À travers l’œil du designer

WHY présente un portefeuille de photos de voyage récentes réalisées par Don Chadwick, co-concepteur du siège Aeron.


Rédigé par : Sam Grawe

Illustration de : Don Chadwick

Un passage de briques aux Escuelas Nacionales de Arte à Cuba.

« C'est notre rôle en tant que designers de voir ce que les autres ne voient pas », a déclaré Don Chadwick dans un entretien à WHY en 2012, filmé dans son studio de Santa Monica, en Californie. « Si comme moi, vous êtes curieux, vous passez votre temps à analyser le langage visuel qui vous entoure. »

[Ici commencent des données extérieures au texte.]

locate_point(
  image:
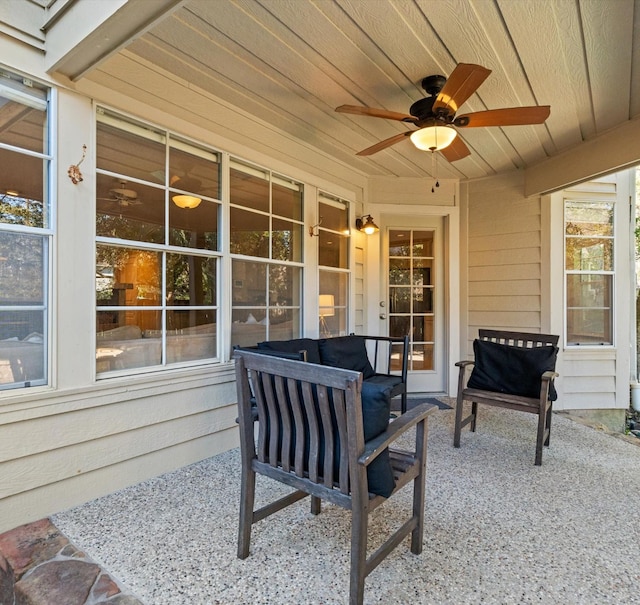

Bien entendu, analyser le langage visuel présenté par l'environnement est depuis longtemps une préoccupation des designers. Dans l'introduction de son ouvrage de 1977, « How to See » (Comment regarder), George Nelson écrit : « Si nous voulons vraiment voir l'environnement dans lequel nous passons le plus clair de notre temps, nous devons avoir une certaine compréhension du design et du processus qui accompagne le design. En d'autres termes, la vision et le design sont liés, au même titre que la pensée, la vision et les sensations. »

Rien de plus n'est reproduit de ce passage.